Corps augmenté
La médecine se distingue par ses tentatives constantes d’amélioration et d’entretien du corps qu'elle engage, et qui impliquent dans certains cas le recours à une hybridation homme-machine. Mais quel est le statut de ces deux corps, le corps mécanique et le corps organique, l’un incorporé dans l’autre ?

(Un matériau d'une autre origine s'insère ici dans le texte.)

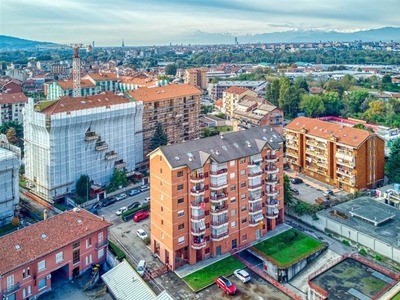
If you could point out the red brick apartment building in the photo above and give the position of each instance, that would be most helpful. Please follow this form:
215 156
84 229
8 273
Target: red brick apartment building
348 158
67 243
212 195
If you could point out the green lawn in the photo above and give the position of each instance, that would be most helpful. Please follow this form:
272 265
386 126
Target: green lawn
206 276
289 247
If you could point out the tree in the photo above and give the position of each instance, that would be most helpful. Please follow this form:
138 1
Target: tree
287 193
393 163
118 179
83 186
170 70
159 138
313 106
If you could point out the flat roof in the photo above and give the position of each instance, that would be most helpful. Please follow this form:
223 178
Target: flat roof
359 214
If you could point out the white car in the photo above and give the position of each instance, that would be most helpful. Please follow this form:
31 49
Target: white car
142 234
121 211
242 275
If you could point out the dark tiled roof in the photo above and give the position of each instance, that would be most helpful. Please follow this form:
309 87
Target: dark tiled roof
60 230
232 146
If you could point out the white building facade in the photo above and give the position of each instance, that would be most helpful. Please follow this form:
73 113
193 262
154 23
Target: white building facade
101 133
10 161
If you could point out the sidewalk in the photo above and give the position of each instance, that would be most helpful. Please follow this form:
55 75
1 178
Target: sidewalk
188 269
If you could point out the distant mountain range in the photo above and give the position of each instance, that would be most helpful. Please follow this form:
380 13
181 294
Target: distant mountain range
199 37
295 36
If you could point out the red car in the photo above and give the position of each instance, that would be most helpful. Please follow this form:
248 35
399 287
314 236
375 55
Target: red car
141 215
226 285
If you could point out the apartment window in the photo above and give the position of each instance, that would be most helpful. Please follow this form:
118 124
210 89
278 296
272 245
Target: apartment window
59 257
76 256
42 283
41 265
100 253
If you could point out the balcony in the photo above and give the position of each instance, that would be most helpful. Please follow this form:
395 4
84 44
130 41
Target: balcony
219 237
101 244
271 192
218 172
198 245
215 210
11 290
271 170
196 178
219 223
255 208
218 197
197 191
218 185
91 136
271 158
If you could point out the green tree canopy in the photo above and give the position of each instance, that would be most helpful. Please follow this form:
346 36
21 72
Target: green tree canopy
393 163
159 138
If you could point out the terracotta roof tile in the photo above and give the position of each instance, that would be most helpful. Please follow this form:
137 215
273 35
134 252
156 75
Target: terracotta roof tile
67 103
345 135
164 92
60 230
12 98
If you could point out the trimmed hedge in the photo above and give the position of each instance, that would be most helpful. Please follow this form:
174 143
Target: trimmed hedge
116 251
129 213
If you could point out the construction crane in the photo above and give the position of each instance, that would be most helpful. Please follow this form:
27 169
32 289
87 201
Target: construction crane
76 68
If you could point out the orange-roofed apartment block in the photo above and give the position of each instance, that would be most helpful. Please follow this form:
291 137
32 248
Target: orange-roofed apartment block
216 194
63 246
175 106
350 159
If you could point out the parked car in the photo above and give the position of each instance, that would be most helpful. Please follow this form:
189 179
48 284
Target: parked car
296 180
327 193
133 205
144 188
121 211
142 234
295 191
134 192
108 202
242 275
120 197
225 284
141 267
141 215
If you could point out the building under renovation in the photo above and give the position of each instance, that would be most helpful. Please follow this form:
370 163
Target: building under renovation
9 169
70 137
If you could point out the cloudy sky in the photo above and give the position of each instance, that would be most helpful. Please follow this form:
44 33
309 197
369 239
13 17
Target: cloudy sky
157 22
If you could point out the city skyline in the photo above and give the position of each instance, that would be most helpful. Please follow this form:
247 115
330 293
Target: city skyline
158 23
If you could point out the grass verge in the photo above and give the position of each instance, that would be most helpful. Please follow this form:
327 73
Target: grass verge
206 276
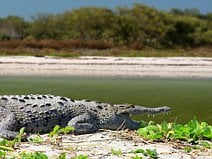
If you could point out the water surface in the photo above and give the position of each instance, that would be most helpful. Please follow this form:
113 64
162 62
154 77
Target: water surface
187 97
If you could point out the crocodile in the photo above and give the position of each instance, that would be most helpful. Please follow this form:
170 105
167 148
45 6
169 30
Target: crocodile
40 113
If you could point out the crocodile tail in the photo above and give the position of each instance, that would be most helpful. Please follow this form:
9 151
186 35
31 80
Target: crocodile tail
139 110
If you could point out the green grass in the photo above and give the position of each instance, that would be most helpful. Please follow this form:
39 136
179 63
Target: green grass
192 131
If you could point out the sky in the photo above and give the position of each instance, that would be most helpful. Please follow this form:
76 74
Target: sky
28 8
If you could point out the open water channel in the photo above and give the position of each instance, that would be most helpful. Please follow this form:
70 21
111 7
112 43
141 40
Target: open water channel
187 97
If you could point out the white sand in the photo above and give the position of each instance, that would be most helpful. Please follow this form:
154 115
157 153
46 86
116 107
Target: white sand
107 66
101 145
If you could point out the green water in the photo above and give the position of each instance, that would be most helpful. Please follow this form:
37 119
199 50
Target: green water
187 97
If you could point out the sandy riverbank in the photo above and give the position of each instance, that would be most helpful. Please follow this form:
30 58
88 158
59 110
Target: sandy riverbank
107 66
110 145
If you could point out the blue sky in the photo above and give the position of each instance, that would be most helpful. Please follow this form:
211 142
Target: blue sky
27 8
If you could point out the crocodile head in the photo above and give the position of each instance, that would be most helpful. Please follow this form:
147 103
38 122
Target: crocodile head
118 121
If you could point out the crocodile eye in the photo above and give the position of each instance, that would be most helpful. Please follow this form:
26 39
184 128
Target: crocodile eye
4 98
48 104
63 98
99 107
61 103
35 105
14 98
26 97
22 100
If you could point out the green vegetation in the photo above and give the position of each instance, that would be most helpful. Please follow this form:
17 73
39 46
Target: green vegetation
193 131
116 152
119 30
150 153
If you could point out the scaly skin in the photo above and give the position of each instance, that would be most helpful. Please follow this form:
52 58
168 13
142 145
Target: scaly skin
40 113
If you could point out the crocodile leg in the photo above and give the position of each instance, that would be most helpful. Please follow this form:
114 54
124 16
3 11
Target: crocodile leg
7 123
83 124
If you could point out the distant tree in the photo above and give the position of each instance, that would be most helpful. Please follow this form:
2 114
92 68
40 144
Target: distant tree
180 34
13 27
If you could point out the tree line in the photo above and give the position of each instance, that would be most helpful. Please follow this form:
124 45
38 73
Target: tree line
138 26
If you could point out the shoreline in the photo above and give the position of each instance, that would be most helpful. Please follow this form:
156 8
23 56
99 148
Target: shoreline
168 67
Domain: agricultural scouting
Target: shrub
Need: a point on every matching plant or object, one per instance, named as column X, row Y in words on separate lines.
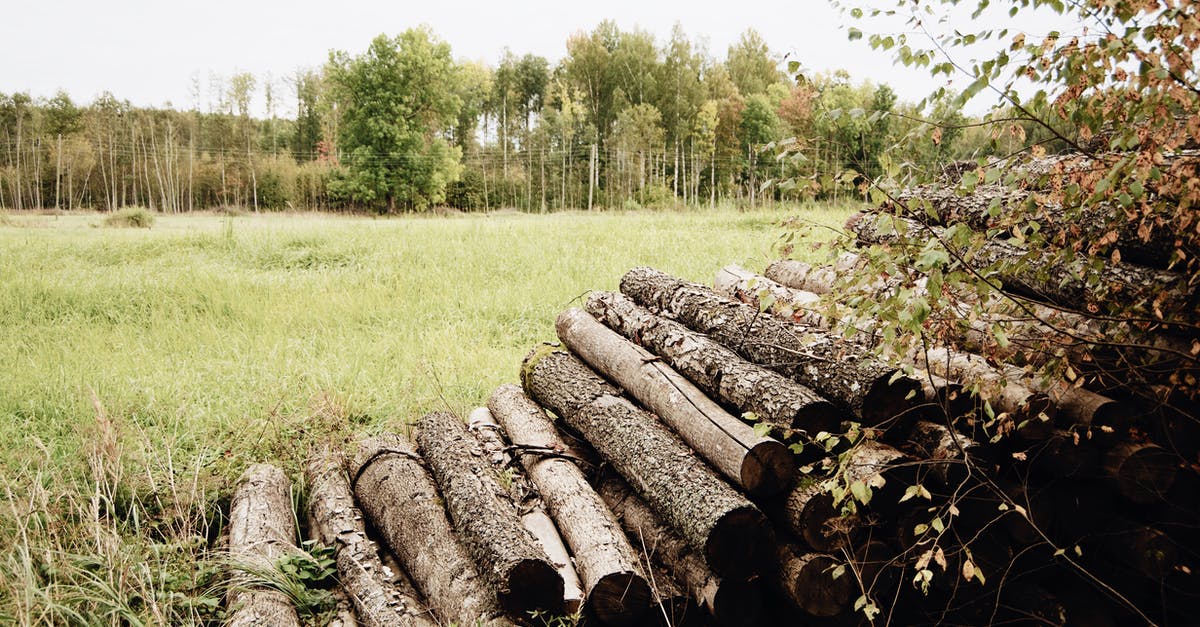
column 131, row 218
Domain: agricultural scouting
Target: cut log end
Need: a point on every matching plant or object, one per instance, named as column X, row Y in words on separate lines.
column 742, row 543
column 737, row 603
column 888, row 402
column 619, row 599
column 767, row 469
column 532, row 585
column 817, row 417
column 809, row 583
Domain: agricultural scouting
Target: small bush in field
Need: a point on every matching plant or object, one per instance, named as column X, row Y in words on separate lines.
column 131, row 218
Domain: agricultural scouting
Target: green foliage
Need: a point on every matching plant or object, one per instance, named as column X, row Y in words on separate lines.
column 396, row 100
column 131, row 218
column 211, row 342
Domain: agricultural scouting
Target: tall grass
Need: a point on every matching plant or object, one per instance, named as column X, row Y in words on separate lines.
column 142, row 370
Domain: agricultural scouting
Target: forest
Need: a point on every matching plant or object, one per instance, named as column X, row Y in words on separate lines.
column 622, row 121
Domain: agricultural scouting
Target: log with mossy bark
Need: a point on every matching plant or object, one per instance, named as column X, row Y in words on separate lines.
column 810, row 513
column 726, row 376
column 730, row 602
column 732, row 533
column 810, row 581
column 481, row 423
column 401, row 500
column 486, row 519
column 616, row 590
column 989, row 208
column 1043, row 274
column 335, row 520
column 262, row 530
column 841, row 371
column 757, row 464
column 949, row 455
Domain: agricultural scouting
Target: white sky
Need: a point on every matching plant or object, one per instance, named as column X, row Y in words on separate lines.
column 148, row 51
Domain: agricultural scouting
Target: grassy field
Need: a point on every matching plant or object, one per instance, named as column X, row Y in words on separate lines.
column 141, row 370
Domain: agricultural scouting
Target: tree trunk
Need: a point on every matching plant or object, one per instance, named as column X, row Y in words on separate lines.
column 336, row 521
column 533, row 515
column 1031, row 412
column 401, row 501
column 730, row 602
column 727, row 377
column 261, row 531
column 760, row 465
column 808, row 509
column 850, row 377
column 973, row 209
column 617, row 593
column 1143, row 473
column 807, row 580
column 730, row 531
column 1038, row 274
column 486, row 520
column 948, row 453
column 672, row 605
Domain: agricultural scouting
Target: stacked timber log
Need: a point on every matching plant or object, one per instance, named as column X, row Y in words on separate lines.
column 731, row 455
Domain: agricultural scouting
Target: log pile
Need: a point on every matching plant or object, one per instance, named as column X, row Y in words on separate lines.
column 726, row 455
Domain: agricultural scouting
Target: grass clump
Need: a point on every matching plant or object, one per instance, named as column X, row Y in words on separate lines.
column 141, row 372
column 131, row 218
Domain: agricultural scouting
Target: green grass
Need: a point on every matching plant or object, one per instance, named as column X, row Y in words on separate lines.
column 141, row 370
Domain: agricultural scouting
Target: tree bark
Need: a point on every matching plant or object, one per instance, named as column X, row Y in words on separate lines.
column 837, row 369
column 1143, row 473
column 401, row 501
column 730, row 602
column 336, row 521
column 617, row 593
column 730, row 531
column 1039, row 274
column 808, row 511
column 973, row 209
column 760, row 465
column 948, row 453
column 261, row 531
column 533, row 515
column 486, row 520
column 721, row 372
column 807, row 580
column 672, row 607
column 1031, row 412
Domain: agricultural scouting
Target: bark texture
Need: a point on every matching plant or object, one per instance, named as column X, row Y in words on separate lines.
column 261, row 531
column 1039, row 275
column 973, row 209
column 401, row 500
column 730, row 531
column 807, row 580
column 617, row 592
column 486, row 519
column 533, row 514
column 729, row 601
column 810, row 514
column 1143, row 473
column 725, row 375
column 760, row 465
column 839, row 370
column 336, row 521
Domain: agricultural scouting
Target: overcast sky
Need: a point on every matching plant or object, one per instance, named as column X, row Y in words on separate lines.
column 149, row 52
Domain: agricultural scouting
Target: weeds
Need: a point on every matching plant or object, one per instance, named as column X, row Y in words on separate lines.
column 131, row 218
column 143, row 371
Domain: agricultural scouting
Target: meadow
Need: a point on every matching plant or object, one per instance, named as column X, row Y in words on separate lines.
column 142, row 369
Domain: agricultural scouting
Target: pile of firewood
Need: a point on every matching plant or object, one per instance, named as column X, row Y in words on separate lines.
column 695, row 455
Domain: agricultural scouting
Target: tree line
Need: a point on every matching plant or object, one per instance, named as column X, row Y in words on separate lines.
column 622, row 121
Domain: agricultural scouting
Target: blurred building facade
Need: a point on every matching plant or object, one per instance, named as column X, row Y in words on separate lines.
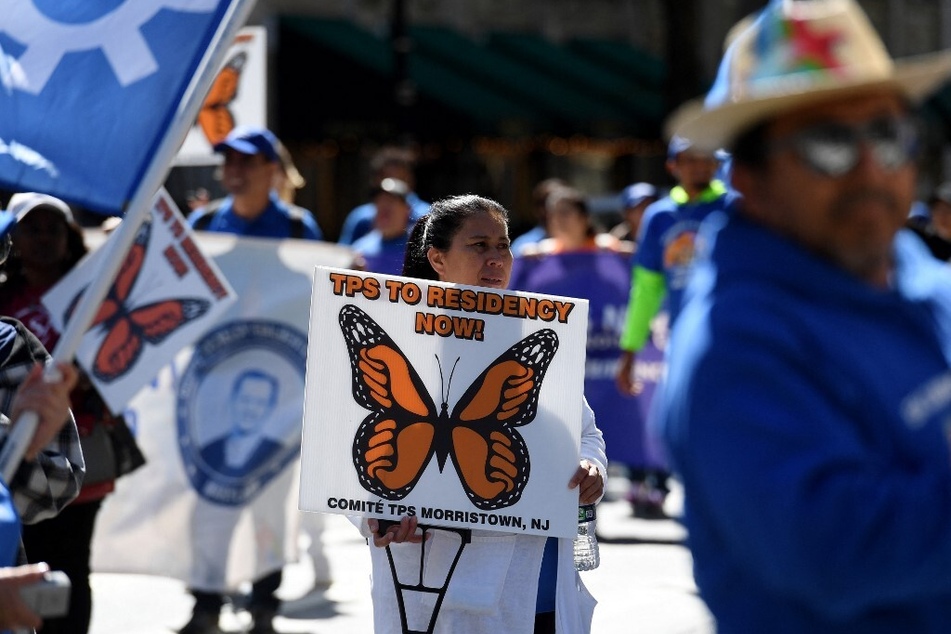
column 497, row 95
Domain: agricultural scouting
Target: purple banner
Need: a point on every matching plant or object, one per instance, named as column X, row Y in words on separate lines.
column 604, row 279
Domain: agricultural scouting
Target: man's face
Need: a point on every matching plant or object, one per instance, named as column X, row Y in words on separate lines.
column 392, row 214
column 693, row 170
column 253, row 401
column 245, row 174
column 850, row 218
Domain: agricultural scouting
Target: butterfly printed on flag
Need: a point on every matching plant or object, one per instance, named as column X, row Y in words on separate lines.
column 215, row 117
column 395, row 443
column 129, row 327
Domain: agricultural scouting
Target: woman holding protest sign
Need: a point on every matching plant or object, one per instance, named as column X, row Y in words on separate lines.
column 530, row 581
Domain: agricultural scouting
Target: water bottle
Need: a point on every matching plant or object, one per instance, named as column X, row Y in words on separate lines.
column 587, row 555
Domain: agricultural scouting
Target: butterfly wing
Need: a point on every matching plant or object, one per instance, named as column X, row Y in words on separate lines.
column 112, row 305
column 395, row 442
column 490, row 456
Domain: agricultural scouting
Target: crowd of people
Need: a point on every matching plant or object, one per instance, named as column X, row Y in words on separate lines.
column 798, row 295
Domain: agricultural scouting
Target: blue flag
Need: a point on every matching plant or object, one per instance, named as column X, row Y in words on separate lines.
column 88, row 90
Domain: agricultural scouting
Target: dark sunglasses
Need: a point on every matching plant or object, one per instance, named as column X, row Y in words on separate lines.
column 835, row 149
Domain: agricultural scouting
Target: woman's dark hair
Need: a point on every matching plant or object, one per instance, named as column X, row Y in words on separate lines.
column 11, row 271
column 440, row 226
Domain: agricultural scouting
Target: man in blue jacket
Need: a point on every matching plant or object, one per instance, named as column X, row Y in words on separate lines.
column 807, row 405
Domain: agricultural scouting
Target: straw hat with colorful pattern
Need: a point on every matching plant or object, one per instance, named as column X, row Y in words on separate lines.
column 798, row 52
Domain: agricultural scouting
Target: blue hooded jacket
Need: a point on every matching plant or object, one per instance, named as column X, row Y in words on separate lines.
column 809, row 416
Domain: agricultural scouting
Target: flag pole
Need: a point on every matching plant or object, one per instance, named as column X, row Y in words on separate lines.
column 137, row 211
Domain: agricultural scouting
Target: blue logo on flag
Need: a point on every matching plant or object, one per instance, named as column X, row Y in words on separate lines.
column 88, row 90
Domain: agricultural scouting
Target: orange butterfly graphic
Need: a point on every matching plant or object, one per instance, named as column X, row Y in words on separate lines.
column 129, row 328
column 215, row 117
column 395, row 443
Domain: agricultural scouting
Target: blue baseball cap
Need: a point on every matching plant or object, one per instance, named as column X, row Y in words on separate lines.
column 634, row 195
column 251, row 140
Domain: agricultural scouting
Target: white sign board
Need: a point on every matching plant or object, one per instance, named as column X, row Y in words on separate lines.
column 165, row 295
column 460, row 405
column 238, row 96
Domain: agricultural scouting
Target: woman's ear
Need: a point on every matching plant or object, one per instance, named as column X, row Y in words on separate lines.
column 437, row 259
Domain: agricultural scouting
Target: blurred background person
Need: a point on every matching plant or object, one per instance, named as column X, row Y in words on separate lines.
column 383, row 248
column 252, row 207
column 540, row 231
column 389, row 162
column 634, row 200
column 46, row 245
column 576, row 261
column 662, row 264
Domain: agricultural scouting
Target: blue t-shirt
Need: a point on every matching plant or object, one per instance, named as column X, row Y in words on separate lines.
column 275, row 222
column 359, row 221
column 666, row 238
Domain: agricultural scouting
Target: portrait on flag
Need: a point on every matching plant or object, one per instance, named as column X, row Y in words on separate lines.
column 221, row 425
column 238, row 96
column 165, row 295
column 458, row 405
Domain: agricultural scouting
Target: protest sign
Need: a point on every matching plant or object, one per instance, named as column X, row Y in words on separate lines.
column 406, row 377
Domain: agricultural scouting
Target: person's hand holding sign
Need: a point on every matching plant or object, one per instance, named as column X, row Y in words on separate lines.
column 589, row 482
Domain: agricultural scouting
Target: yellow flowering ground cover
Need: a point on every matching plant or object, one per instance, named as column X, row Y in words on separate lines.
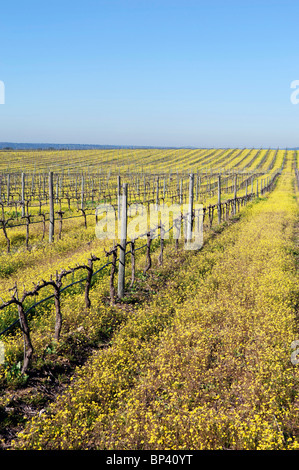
column 206, row 364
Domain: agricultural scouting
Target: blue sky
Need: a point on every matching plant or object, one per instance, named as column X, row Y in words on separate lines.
column 149, row 72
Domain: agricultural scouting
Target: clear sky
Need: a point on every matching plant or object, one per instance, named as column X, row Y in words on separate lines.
column 150, row 72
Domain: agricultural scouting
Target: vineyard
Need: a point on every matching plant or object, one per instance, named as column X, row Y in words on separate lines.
column 135, row 342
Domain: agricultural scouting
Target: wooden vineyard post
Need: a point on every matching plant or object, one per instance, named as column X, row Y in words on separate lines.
column 190, row 208
column 235, row 196
column 118, row 196
column 133, row 262
column 123, row 241
column 23, row 194
column 8, row 187
column 148, row 253
column 28, row 348
column 219, row 199
column 82, row 192
column 51, row 203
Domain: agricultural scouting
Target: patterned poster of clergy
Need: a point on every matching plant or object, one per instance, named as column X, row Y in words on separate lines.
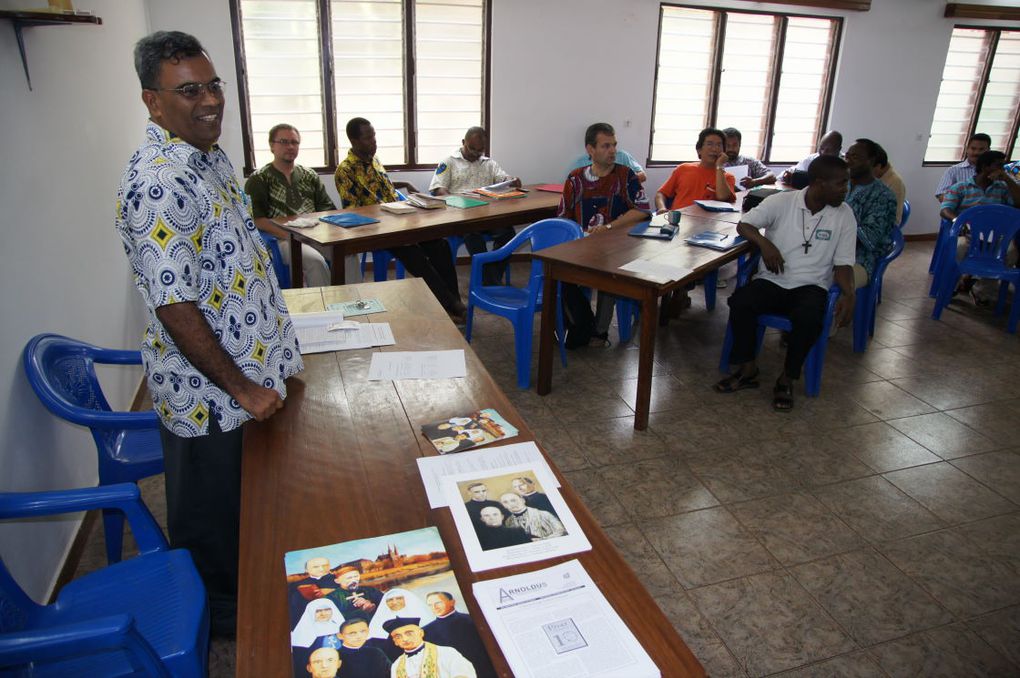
column 511, row 515
column 386, row 607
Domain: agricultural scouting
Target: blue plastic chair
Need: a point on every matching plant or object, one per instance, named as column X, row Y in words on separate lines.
column 381, row 258
column 62, row 373
column 144, row 617
column 816, row 357
column 520, row 304
column 992, row 228
column 283, row 270
column 870, row 296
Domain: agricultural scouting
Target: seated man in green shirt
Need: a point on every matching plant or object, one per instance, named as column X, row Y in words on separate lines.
column 284, row 189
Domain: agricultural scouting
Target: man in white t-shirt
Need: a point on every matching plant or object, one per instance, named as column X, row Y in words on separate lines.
column 810, row 238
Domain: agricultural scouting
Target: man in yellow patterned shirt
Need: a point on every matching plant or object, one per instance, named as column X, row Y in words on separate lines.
column 361, row 179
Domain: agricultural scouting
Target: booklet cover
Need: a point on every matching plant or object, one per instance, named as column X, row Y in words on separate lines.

Ernesto Neto propose avec Humanoïds des structures molles dans lesquelles l’utilisateur peut se glisser comme dans un vêtement. Ces formes remettent en question la géométrie du corps qui les porte. Ces ajouts sont des entraves mais ils peuvent porter le corps autant qu’il les porte : une personne peut s’asseoir sur cette amas mou. La matérialité de la prothèse, son aspect et son comportement flasque autant que la couleur chair à l’intérieur rappellent des bourrelets de peau. Cet élément ne peut pas être qualifié de pièce de mobilier, bien qu’il puisse servir à s’asseoir mais il rejoint le vêtement. L’expression de seconde peau est souvent utilisée pour le désigner, une seconde peau que nous enlèverions chaque jour comme un reptile mue. Il est intéressant de voir qu’un objet puisse être intégré au corps humain et y être associé alors qu’il s’agit d’une enveloppe.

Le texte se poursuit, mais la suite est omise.